Published April 2, 2021
Published April 2, 2021
Douglas

Douglas has successfully agreed on a comprehensive refinancing package of €2.55 billion, providing a strong financial position for the next five years.

The financing package comprises a €600 million senior secured term loan, €1,305 million of senior secured notes, €475 million of senior PIK notes, and a €170 million revolving credit line. Douglas’s shareholders—the financial investor CVC and the Kreke family—have also underscored their commitment and continued support to the company by providing an additional €220 million of equity funding.

“We placed our entire financing structure on a solid and long-term foundation at an early stage,” CEO Tina Müller said. “Institutional investors and our owners are well aware of our operating performance as a digital enterprise with brick-and-mortar business. Douglas will consistently expand its potential as Europe’s leading beauty platform and continue to interlink its e-commerce and in-store operations. The new financing package will give Douglas more leeway to conduct its operative business and for strategic initiatives.”

The refinancing is expected to close on April 8 and the existing debt financing will be repaid in full at that time, in addition to ~€100 million of additional cash reserves being funded to the company’s balance sheet.

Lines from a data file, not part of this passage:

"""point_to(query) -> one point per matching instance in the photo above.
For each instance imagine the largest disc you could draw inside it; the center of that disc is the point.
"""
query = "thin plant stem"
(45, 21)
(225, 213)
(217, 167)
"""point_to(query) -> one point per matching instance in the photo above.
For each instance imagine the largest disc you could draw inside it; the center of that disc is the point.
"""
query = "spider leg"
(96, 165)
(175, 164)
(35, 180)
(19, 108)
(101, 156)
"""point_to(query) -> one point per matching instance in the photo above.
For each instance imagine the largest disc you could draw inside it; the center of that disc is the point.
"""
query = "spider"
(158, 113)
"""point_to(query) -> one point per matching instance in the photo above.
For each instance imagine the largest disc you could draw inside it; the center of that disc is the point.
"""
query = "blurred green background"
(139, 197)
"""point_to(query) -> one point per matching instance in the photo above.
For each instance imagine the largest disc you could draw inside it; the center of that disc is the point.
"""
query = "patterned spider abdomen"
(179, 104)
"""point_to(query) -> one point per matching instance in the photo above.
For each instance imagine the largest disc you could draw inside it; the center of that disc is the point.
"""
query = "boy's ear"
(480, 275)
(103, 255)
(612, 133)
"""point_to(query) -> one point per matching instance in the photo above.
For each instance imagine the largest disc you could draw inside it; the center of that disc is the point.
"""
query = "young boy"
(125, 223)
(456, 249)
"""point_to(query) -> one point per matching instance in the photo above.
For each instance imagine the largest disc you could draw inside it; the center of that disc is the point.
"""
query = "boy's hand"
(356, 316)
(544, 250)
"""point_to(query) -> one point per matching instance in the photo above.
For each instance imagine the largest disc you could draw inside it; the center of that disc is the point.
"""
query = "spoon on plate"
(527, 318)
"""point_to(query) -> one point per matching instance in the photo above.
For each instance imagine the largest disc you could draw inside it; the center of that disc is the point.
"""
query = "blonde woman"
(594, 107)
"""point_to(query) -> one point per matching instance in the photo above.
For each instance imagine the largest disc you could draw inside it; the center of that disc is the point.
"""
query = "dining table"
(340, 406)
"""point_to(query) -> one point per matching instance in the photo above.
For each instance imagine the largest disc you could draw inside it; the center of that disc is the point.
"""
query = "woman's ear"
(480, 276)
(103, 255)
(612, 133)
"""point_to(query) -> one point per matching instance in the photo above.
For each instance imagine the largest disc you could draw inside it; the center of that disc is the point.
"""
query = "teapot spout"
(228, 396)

Douglas started the fiscal year 2020/21 with record growth in e-commerce, generating online sales growth of 74 percent to €433 million. In spite of the lockdowns across Europe, the Douglas Group generated sales of €1.2 billion in the first quarter, a decrease of only 7.1 percent (like-for-like) compared to the corresponding period in the previous year, in a market that was more than challenging. In Germany, sales were stable with a decline of only 3.3 percent (like-for-like).

The Experts Speak:

“If the market is supportive of a name like Douglas then it may pave the way for other similar companies to do the same, so we could potentially see more aggressive deals come to market in the coming months,” Jeff Mueller, Eaton Vance’s Co-Director of High-Yield Bonds, told Bloomberg.

“As much as European leveraged finance conditions could be described as an issuer’s market right now, rising case counts and extended lockdowns in Germany, France and Italy in recent days should not be overlooked,” said Neill Keaney, a credit analyst at CreditSights in London.

“The PIKs are much riskier, but at 9% you have a lot of income to accrue while watching the story play out,” Mark Benbow, a fund manager at Aegon Asset Management in Edinburgh, told Bloomberg. “Importantly, for those there is no imminent risk of default now that they have managed to refinance the shorter-dated bond.”

“We have more conviction in the secured notes, the PIK is definitely one that could be volatile,” he said.

“I would have expected a double-digit coupon given its junior ranking in the capital structure, but the market is hunting for yield,” said Solweig Pierronnet, Senior Credit Analyst at Spread Research in Lyon, France.

“Investors usually don’t like to price the future, but that’s a reflection of the current environment,” Spread’s Pierronnet said.

One comfort for investors: the company plans to go public in the next few years, which means it could start reducing its debt burden to prepare for a listing, said Aegon’s Benbow.